Is Passive Investing a Bubble?

Author

Jin Won Choi

Category

Finance

Date

Sept. 16, 2019

Image Credit: EtiAmmos / Shutterstock.com

Within each industry, there are certain topics that divide participants and make them battle each other with religious fervour. Among programmers, the topic might be Windows vs. *nix. Among physicists, I’ve heard of dissent against string theory.

There are several topics that similarly divide financial professionals. One such topic revolves around the issue of whether passive investing is harmful or beneficial to financial markets. Passive investing, in contrast to active investing, involves an attempt not to pick individual stocks. Instead, it diversifies as much as possible, owning every stock in an index.

Until today, it seemed as though the vast majority of knowledgeable investors believed that passive investing was good, or at least neutral. However, there’s been growing dissent to this widely accepted opinion, and debate erupted recently when a highly respected investor went so far as to call passive investing a “bubble”.

The investor in question is a man named Dr. Michael Burry, who became famous as a result of being profiled in Michael Lewis’ book, “The Big Short”. Burry was one of the very few investors who predicted and profited from the subprime mortgage bust. It was therefore disconcerting when during a recent interview, he compared passive investing to Collateralized Debt Obligations (CDOs), the instrument he bet against during the subprime bubble years.

The reaction to Burry’s interview was swift. Cliff Asness, who runs a $200 billion investment giant, hit back by claiming the worries are “silly”. Ben Carlson, who runs a popular investment blog called “A Wealth of Common Sense”, quickly put out a blog post arguing against the notion that passive investing is a bubble.

But after reading the responses to Burry’s interview, it struck me that none that I’ve read so far has seemed to directly address his central concern. I think this is because although Burry heavily hinted at the concern, he was never explicit, perhaps because he assumed others would naturally arrive at the same conclusions he did. But seeing how that’s not the case, I thought I would help explain the concern.

To understand Burry’s point, it may first help to understand Burry himself. Burry is an extremely detail oriented investor, who likes to dig in to the exact mechanics of how investment vehicles work. When he bet against subprime CDOs, he did so after spending countless hours poring over legal documents that govern the mechanics of these CDOs. He may have been the only person to dive into such granular detail. So when he makes a big statement about passive investing, you can be fairly certain he’s thinking about the mechanics of index funds.

The chief concern Burry raised in his interview concerned liquidity. On that topic, this is what he had to say:

“In the Russell 2000 Index, for instance, the vast majority of stocks are lower volume, lower value-traded stocks. Today I counted 1,049 stocks that traded less than $5 million in value during the day. That is over half, and almost half of those -- 456 stocks -- traded less than $1 million during the day. Yet through indexation and passive investing, hundreds of billions are linked to stocks like this.”
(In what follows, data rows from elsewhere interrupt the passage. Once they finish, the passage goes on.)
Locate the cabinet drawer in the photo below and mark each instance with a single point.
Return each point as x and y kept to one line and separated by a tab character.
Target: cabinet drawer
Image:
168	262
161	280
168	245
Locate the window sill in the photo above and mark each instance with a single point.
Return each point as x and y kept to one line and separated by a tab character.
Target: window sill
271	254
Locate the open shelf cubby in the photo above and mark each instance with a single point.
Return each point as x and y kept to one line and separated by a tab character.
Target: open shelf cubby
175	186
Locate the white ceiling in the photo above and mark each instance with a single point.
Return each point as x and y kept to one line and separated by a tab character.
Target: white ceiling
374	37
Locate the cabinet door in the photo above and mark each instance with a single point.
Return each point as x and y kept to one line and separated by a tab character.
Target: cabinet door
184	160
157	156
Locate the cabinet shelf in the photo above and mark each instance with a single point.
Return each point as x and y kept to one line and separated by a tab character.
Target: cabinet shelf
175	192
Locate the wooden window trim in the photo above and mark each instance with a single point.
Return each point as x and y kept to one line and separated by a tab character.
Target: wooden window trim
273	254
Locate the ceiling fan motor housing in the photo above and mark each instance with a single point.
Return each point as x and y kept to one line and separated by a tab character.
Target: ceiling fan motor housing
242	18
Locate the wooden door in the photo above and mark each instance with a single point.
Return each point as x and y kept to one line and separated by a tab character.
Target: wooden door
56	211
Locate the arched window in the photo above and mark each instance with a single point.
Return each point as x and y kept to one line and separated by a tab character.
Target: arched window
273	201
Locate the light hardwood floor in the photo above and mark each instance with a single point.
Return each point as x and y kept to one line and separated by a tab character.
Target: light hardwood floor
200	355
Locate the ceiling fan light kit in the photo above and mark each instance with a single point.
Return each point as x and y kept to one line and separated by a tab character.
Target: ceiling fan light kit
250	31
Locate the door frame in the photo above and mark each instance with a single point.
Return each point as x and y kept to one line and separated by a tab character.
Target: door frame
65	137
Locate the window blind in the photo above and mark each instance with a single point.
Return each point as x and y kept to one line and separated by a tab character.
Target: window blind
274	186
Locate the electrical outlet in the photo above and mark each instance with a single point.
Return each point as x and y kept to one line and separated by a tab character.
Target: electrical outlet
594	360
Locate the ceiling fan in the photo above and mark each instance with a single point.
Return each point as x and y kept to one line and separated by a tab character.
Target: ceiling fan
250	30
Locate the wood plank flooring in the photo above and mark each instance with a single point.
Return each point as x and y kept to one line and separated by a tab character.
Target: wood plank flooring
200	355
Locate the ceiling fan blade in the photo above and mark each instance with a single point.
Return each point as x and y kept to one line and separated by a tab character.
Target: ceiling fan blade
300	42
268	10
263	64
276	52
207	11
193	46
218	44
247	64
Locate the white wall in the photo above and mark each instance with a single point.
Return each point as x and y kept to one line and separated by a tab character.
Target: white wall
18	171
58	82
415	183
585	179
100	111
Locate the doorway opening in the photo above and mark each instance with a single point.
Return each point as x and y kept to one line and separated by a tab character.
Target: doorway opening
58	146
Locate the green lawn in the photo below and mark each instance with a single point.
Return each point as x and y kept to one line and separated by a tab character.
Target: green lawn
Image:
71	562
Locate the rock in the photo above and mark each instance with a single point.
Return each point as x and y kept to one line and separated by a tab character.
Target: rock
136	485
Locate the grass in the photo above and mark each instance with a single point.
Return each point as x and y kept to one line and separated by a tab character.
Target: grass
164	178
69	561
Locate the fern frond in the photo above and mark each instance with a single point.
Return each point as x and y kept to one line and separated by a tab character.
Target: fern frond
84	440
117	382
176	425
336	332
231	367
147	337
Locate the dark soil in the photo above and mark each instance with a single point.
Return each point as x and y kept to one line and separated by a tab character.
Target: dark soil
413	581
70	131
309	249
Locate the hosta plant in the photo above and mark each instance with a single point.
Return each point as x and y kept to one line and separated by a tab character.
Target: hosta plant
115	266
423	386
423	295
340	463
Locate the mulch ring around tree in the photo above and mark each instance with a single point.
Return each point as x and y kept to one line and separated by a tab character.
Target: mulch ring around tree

Let’s unpack this statement. The Russell 2000 holds roughly the 1000th to 3000th largest US stocks. The bottom half of these stocks (the 2000th to 3000th stocks) have market caps that range from roughly $50 million to $150 million. The Russell 2000 is a market cap weighted index, and the allocation to each stock in this bottom half range from 0.01% to 0.03%. This sounds like a small fraction, but it’s really not.

As Burry states, hundreds of billions of dollars are linked to the Russell 2000. I don’t know the exact number, so let’s assume that $200 billion are linked to the Russell 2000. That means the bottom half of Russell 2000 stocks have between $20 million and $60 million invested by index funds linked to the Russell 2000, which amounts to roughly 40% of these companies’ market caps.
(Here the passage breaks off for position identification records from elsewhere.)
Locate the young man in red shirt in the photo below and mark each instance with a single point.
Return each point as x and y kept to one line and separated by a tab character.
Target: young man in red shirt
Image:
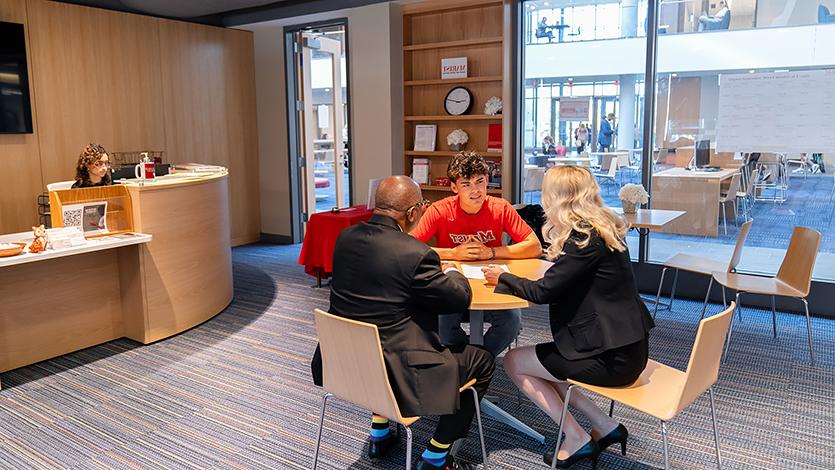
468	227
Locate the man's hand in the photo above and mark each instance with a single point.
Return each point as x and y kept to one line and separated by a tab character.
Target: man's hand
491	274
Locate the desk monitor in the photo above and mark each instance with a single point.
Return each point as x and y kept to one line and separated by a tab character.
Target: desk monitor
702	153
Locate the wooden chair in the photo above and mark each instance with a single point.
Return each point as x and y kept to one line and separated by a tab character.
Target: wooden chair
730	196
353	370
794	279
699	265
663	391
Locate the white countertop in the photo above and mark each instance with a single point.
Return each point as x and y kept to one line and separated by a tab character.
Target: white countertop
93	244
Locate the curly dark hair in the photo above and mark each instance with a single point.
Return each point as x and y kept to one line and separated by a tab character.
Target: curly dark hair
466	164
90	155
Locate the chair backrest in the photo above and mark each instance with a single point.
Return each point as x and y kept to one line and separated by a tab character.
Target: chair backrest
352	364
613	168
734	186
796	268
533	179
752	180
703	367
740	242
59	185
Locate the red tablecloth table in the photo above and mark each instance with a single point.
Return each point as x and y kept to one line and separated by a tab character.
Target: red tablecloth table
322	231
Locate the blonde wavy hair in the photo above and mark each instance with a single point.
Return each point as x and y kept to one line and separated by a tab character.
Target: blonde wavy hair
571	200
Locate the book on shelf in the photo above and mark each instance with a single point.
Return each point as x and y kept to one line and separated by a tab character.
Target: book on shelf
425	137
494	137
420	170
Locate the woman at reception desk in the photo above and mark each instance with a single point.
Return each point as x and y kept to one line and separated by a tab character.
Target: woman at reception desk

But, as Burry says, these stocks don’t trade that much. Almost a quarter of them don’t even trade $1 million a day, which means that Russell 2000 index funds own at least 20 times the daily trading volume of their smallest constituents.

This poses a big problem if there’s a rush to sell Russell 2000 funds. Let’s say that for whatever reason, investors decided to sell 10% of Russell 2000 index fund holdings in a single day. That means the funds themselves would need to sell between $2 and $6 million of the bottom half stocks in a single day. But the problem is, there’s not enough trading volume to handle such huge sell orders. Many of these stocks trade less than $1 million a day to begin with, but once investors see a deluge of sell orders arriving, chances are these investors will refuse to buy those stocks until the selling appears to ebb.

If a traditional active fund faced the prospect of wanting to sell stocks for which there were no buyers, the fund would probably decide to pause selling. Once the selling stopped, the prices of the small stocks would have time to recover, and a market crisis in general would be averted. But such is not the case with index funds, and there lies the rub.

Index funds, unlike actively managed funds, must follow a strict rule. If an investor buys a Russell 2000 index fund, exactly 0.02% of that money must go towards buying a stock with the index weight of 0.02%. The opposite is true as well:when an investor sells the fund, the fund must sell 0.02% worth of the aforementioned stock.

This can therefore lead to a situation where there are literally sell orders for stocks with no corresponding buy orders. We’ve had a taste of this scenario during the flash crash of 2015. For a brief period during the crash, buy orders for Accenture stock completely dried up, and the price went from over $40/share to literally $0.

Now, I’m not suggesting that such an extreme scenario is likely. There may be some stock market mechanisms that would prevent hundreds of stocks from going to 0. It’s also possible that there’s virtually no scenario under which investors would stampede out of index funds. I’m therefore agnostic about whether passive investing is a bubble or not.

That said, I do think it’s important not to dismiss out of hand Dr. Michael Burry and other investors’ concerns around passive investing. As I’ve said, I have yet to see someone convincingly argue against the problems regarding liquidity. Until then, I think it’s right to be cautious about passive investing.